The Age of Miracles follows Julia, a young girl on the cusp of adolescence in a world on the cusp of collapse. Julia's San Diego looks a lot like mine except for the one small detail that her earth has suddenly started to turn more slowly: days swelling by minutes at first and then by hours, circadian rhythms interrupted by pervasive daylight and, alternately, agonizingly long stretches of darkness.
The premise of time somehow slowing has tremendous literary potential...from the obvious plot possibilities to metaphor, and I believe the best moments in this novel are when Julia
ponders the larger and more esoteric implications of "the slowing": "From then on, we all had little more time to decide what not to do. And who knows how fast a second-guess can travel. Who has ever measured the exact speed of regret?"

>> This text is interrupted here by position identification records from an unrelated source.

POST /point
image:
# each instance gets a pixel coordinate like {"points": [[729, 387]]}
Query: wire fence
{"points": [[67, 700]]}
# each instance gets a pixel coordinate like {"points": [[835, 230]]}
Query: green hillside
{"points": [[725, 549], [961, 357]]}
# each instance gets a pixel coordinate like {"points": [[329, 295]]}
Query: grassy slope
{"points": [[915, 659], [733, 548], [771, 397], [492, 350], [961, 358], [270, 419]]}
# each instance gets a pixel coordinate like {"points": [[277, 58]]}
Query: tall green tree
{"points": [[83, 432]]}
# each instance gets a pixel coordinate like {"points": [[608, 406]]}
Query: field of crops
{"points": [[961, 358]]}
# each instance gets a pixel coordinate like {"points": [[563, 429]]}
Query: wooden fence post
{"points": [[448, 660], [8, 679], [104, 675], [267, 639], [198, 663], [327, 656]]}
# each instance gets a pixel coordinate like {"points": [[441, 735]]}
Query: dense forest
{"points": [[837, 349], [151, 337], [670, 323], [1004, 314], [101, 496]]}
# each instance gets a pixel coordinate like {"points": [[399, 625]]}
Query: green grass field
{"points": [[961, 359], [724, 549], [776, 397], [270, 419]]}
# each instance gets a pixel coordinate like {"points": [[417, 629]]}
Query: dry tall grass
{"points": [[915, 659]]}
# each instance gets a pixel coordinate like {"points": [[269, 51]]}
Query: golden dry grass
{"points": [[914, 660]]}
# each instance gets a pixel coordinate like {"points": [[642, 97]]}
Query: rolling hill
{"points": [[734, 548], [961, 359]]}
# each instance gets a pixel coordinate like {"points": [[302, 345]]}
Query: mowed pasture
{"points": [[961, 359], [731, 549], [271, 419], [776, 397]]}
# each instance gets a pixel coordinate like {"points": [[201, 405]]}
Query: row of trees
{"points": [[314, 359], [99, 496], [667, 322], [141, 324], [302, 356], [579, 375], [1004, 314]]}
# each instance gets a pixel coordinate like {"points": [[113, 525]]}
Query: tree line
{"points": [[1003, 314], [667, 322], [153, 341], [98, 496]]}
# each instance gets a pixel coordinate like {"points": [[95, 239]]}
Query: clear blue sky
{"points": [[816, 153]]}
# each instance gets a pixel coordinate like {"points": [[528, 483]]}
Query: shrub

It is, by turns a coming of age story, a love story, and the story of a family, all set against an incredibly innovative dystopian backdrop.
My only complaint is that the set-up makes the end nearly impossible to pull off without tremendous tragedy or an improbable solution. Walker does a fine job, but not perfect, and I felt just the tiniest bit disappointed.(Though I honestly have no idea how she could have made it any better.)
Overall, I really, really enjoyed this and think it would have an enormous YA appeal as well.